2011年1月18日 20時21分 更新:1月18日 23時15分

 インターネットを通じて海外で日本のテレビ番組を視聴できるサービスを提供するのは著作権法違反だとして、NHKと在京キー局5社が、運営会社にサービス停止と計約1000万円の損害賠償を求めた訴訟で、最高裁第3小法廷(田原睦夫裁判長)は18日、請求を棄却した1、2審判決を破棄し、サービスは著作権を侵害するとの初判断を示した。そのうえで、審理を2審・知財高裁に差し戻す判決を言い渡した。

 ◇著作権侵害認める

 判決により運営会社側の敗訴が事実上確定した。同業者はサービス停止を迫られることになりそうだ。差し戻し後に賠償額などが審理される。

 被告は「まねきTV」の名称でサービスを提供している「永野商店」(東京都文京区)。同社によると、番組送信用の市販機器を購入して同社に預け、入会金1万円と月額使用料4800円を支払えば、海外や東京から離れた地域でもキー局の番組をリアルタイムで見ることができる。

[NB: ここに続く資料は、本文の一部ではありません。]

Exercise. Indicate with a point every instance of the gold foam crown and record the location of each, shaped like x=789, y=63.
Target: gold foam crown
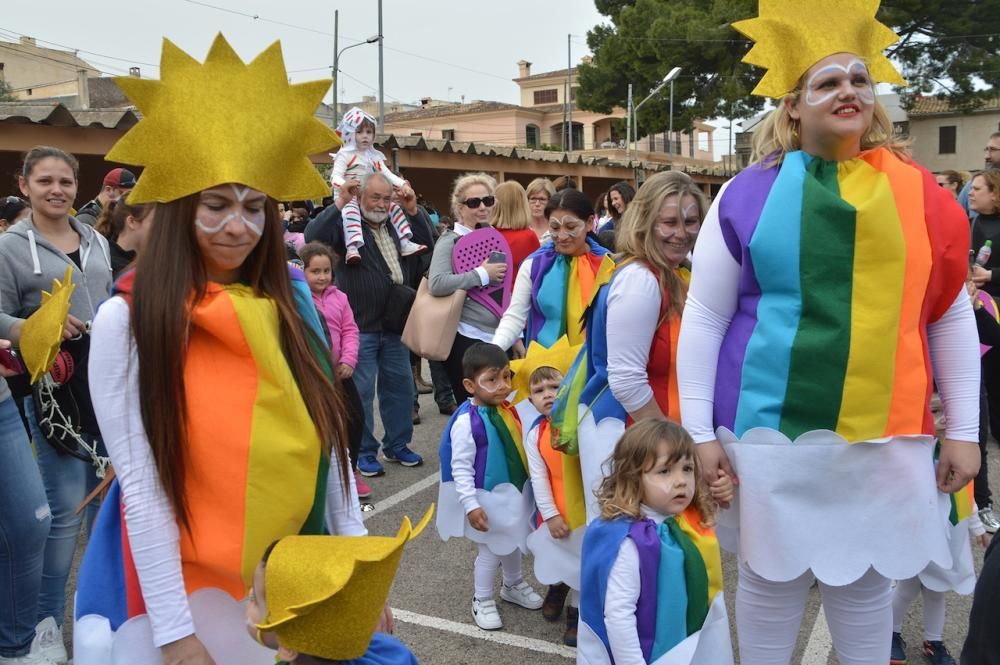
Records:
x=324, y=594
x=224, y=121
x=41, y=334
x=559, y=356
x=793, y=35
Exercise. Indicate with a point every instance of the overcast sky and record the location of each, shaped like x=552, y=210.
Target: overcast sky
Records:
x=437, y=48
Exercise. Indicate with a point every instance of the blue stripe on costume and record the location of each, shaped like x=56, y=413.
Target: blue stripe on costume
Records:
x=101, y=585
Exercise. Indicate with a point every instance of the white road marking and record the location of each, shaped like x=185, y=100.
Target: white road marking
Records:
x=820, y=644
x=390, y=501
x=468, y=630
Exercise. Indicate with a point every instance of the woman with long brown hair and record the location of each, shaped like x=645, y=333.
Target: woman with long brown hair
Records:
x=216, y=393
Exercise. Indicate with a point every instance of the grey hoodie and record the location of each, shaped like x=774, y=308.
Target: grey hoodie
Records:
x=29, y=263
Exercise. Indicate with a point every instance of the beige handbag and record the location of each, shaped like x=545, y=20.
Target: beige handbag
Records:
x=433, y=322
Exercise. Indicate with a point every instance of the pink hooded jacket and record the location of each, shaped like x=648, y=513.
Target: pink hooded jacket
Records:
x=344, y=337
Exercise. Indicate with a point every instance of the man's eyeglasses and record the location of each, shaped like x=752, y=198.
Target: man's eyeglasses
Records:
x=476, y=201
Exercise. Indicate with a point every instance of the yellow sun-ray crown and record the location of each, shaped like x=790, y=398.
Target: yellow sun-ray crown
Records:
x=559, y=356
x=41, y=334
x=224, y=121
x=793, y=35
x=325, y=593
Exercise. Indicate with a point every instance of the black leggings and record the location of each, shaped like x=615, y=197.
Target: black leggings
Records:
x=355, y=419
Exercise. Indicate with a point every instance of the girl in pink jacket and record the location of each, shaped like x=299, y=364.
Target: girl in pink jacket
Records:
x=318, y=263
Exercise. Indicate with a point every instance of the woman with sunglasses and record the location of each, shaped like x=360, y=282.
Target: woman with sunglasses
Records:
x=556, y=283
x=472, y=201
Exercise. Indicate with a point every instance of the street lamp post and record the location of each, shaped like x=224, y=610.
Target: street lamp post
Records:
x=669, y=78
x=336, y=70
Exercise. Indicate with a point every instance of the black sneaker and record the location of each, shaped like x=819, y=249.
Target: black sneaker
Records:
x=897, y=654
x=937, y=653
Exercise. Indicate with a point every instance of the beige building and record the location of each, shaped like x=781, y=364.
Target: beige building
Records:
x=34, y=72
x=539, y=122
x=945, y=138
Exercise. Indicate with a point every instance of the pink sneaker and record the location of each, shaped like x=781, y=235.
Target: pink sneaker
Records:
x=364, y=491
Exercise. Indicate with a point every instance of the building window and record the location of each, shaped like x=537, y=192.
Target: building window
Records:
x=946, y=140
x=550, y=96
x=531, y=136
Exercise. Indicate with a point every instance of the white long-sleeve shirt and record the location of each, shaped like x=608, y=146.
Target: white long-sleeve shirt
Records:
x=634, y=303
x=540, y=485
x=622, y=597
x=712, y=302
x=512, y=323
x=463, y=461
x=153, y=534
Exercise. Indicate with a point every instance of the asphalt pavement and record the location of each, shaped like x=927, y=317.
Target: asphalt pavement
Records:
x=432, y=594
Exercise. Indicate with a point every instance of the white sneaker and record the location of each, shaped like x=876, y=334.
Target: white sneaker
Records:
x=521, y=594
x=408, y=248
x=486, y=615
x=48, y=643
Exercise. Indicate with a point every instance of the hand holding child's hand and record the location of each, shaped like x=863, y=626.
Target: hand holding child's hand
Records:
x=722, y=488
x=478, y=520
x=557, y=527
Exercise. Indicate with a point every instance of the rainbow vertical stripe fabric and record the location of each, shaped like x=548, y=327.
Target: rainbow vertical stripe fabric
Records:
x=843, y=265
x=500, y=456
x=246, y=419
x=562, y=288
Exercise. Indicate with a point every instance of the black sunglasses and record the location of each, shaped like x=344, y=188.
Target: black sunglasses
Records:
x=475, y=201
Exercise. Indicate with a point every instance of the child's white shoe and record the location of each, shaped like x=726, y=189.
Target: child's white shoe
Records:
x=521, y=594
x=408, y=248
x=486, y=615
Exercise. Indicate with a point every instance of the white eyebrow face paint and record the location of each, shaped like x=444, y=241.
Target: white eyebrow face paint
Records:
x=255, y=225
x=865, y=93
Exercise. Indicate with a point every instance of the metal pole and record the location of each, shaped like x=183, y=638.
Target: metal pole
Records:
x=381, y=96
x=628, y=124
x=671, y=151
x=569, y=92
x=336, y=73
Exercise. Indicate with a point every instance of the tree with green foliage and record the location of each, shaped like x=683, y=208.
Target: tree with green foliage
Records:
x=950, y=48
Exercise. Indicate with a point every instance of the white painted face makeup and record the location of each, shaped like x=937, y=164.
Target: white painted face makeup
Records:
x=212, y=223
x=824, y=84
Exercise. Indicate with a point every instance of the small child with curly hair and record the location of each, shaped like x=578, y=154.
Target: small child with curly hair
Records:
x=651, y=570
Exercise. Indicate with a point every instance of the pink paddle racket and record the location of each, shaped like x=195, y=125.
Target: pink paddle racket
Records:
x=469, y=253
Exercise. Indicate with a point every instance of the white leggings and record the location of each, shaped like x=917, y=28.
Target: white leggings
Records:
x=769, y=614
x=905, y=593
x=485, y=571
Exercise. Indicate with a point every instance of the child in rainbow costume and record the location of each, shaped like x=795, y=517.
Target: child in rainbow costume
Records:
x=171, y=573
x=319, y=598
x=556, y=484
x=652, y=572
x=826, y=299
x=484, y=493
x=357, y=158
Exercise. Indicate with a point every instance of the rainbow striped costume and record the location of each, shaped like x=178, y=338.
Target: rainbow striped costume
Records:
x=245, y=420
x=500, y=471
x=843, y=265
x=680, y=571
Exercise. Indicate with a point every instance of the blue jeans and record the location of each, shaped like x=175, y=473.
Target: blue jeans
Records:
x=384, y=362
x=67, y=481
x=24, y=526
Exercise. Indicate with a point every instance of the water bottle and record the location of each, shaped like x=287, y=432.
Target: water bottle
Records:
x=984, y=253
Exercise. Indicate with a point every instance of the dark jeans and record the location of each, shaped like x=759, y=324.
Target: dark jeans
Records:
x=355, y=419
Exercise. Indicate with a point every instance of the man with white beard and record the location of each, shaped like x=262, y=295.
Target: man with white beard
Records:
x=377, y=289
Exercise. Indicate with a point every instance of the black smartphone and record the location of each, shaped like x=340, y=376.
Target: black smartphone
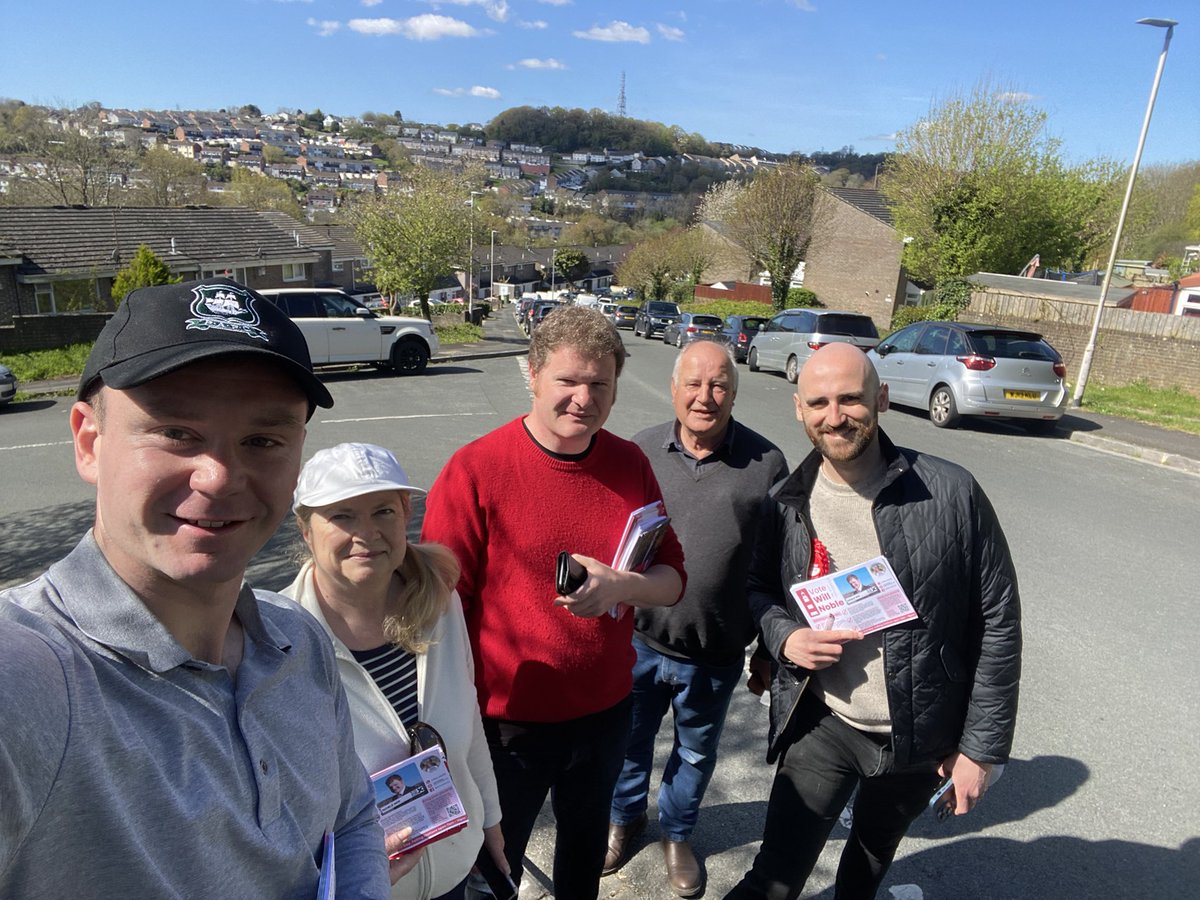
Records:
x=502, y=886
x=569, y=575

 訴訟では、番組提供がテレビ局側の著作権を侵害する「公衆送信行為」に当たるかどうかが争われた。1、2審は「各利用者と1対1の関係でサービスを提供しており、公衆に対する送信ではない」などと判断したが、小法廷は「誰でも契約できるサービスで、永野商店は主体的に不特定の人に番組を送信している」と結論付けた。【伊藤一郎】

 ◇「無秩序許されず」…民放関係者

 業界関係者によると、使用する機器や技術的形態が異なるケースも含め「まねきTV」と同様のサービスを提供している業者は30社程度あるという。最高裁判決に従えば、ほぼすべてのサービスが違法と判断される可能性が高い。

 在京各局は別の業者を提訴したり、悪質な業者を刑事告発してきた。民放関係者は「海外に番組を販売する場合は出演者らに利益を還元できるよう権利処理をしている。番組が無秩序に海外に送信されれば、正当な報酬を支払えなくなる」と説明。「フリーライド(ただ乗り)は許されない」と話す。

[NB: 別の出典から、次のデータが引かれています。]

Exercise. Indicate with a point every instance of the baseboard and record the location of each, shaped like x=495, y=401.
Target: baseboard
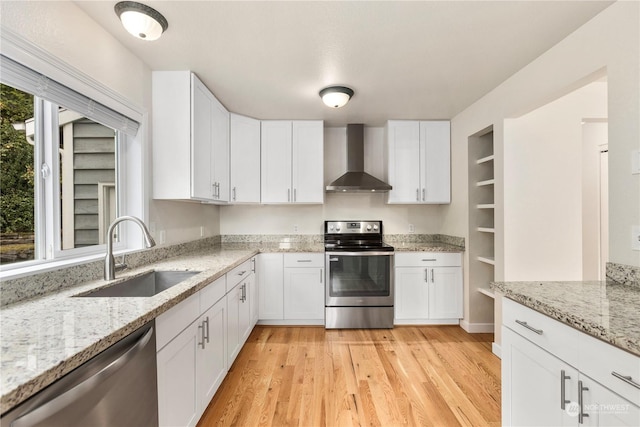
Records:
x=496, y=349
x=477, y=328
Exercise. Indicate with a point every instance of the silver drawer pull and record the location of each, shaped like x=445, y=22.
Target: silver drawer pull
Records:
x=626, y=379
x=531, y=328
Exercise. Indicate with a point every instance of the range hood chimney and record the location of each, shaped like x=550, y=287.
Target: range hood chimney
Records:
x=356, y=180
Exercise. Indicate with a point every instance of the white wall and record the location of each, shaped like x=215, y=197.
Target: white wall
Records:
x=543, y=182
x=610, y=41
x=252, y=219
x=66, y=32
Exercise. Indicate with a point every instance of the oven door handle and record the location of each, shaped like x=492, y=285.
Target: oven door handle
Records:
x=362, y=253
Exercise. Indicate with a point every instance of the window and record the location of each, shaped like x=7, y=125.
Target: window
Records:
x=61, y=169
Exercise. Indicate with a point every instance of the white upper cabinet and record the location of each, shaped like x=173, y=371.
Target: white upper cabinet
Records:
x=292, y=166
x=245, y=159
x=190, y=140
x=419, y=161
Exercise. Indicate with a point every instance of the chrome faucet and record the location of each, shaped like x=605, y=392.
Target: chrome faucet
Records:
x=109, y=262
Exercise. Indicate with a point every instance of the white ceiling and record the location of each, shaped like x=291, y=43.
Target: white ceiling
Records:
x=405, y=60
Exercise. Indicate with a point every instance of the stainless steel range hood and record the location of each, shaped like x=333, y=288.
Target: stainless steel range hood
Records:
x=356, y=180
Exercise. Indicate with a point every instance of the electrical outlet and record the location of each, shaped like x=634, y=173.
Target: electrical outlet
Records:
x=635, y=238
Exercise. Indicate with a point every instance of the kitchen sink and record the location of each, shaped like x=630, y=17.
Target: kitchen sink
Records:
x=146, y=285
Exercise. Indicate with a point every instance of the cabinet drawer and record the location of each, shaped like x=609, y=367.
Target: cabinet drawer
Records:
x=428, y=259
x=304, y=260
x=600, y=360
x=212, y=293
x=556, y=338
x=173, y=321
x=236, y=275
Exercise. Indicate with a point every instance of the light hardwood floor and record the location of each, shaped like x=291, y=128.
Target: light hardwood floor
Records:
x=409, y=375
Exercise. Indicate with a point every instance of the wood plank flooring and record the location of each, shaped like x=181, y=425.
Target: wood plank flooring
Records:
x=406, y=376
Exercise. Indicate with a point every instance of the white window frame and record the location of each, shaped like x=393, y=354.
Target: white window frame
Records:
x=130, y=158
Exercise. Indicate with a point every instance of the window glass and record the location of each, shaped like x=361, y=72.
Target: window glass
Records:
x=17, y=218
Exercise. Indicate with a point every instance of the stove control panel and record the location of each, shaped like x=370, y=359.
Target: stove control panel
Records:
x=353, y=227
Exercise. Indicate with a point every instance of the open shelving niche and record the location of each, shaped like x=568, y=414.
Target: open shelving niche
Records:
x=482, y=210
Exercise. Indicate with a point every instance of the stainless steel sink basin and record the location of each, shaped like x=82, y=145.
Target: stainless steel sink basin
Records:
x=146, y=285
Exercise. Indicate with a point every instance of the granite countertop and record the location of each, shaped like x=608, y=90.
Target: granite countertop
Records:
x=44, y=338
x=607, y=310
x=426, y=247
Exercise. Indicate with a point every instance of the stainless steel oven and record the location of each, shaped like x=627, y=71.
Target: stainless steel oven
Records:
x=359, y=285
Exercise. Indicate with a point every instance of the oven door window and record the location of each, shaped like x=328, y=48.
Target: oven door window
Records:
x=359, y=276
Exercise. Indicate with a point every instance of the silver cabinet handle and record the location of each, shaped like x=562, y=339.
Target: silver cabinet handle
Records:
x=563, y=378
x=63, y=400
x=531, y=328
x=581, y=414
x=626, y=379
x=201, y=328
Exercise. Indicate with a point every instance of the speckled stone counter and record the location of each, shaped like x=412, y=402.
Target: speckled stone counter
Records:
x=426, y=247
x=44, y=338
x=606, y=310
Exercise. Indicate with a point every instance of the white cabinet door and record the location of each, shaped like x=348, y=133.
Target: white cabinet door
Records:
x=435, y=162
x=177, y=376
x=445, y=292
x=220, y=150
x=308, y=161
x=211, y=355
x=404, y=161
x=271, y=287
x=412, y=293
x=304, y=293
x=233, y=324
x=245, y=159
x=276, y=161
x=202, y=183
x=605, y=408
x=532, y=385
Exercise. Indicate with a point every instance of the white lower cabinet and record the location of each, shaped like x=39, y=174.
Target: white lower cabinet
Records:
x=304, y=287
x=191, y=366
x=428, y=288
x=548, y=370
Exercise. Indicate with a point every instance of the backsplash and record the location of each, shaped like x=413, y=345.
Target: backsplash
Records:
x=625, y=274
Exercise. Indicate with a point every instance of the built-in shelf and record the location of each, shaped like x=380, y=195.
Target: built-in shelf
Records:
x=486, y=230
x=487, y=292
x=487, y=182
x=485, y=159
x=487, y=260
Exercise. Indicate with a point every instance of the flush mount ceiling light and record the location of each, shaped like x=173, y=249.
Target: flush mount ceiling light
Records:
x=140, y=20
x=336, y=96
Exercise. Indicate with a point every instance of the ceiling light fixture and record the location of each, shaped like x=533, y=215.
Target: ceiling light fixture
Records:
x=336, y=96
x=140, y=20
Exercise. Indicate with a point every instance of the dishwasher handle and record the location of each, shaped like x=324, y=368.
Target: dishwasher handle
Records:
x=54, y=405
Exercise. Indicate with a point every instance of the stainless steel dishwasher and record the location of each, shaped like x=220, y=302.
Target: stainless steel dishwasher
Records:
x=118, y=387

 これに対し、05年に現行のサービスを開始した永野商店の永野周平社長は「テレビ局の既得権益を守るため、便利なサービスを受けられる権利を奪うのはおかしい」と主張。差し戻し後に判決が確定するまではサービスを続ける意向だ。現在の利用者は不明だが、07年時点では74人が契約していたという。

 ただし、判決は個人同士による番組転送まで違法としているわけではない。海外在住者が日本にいる家族や知人に送信用の機器を預けるなどすれば、現地で日本の番組を見ることは可能だという。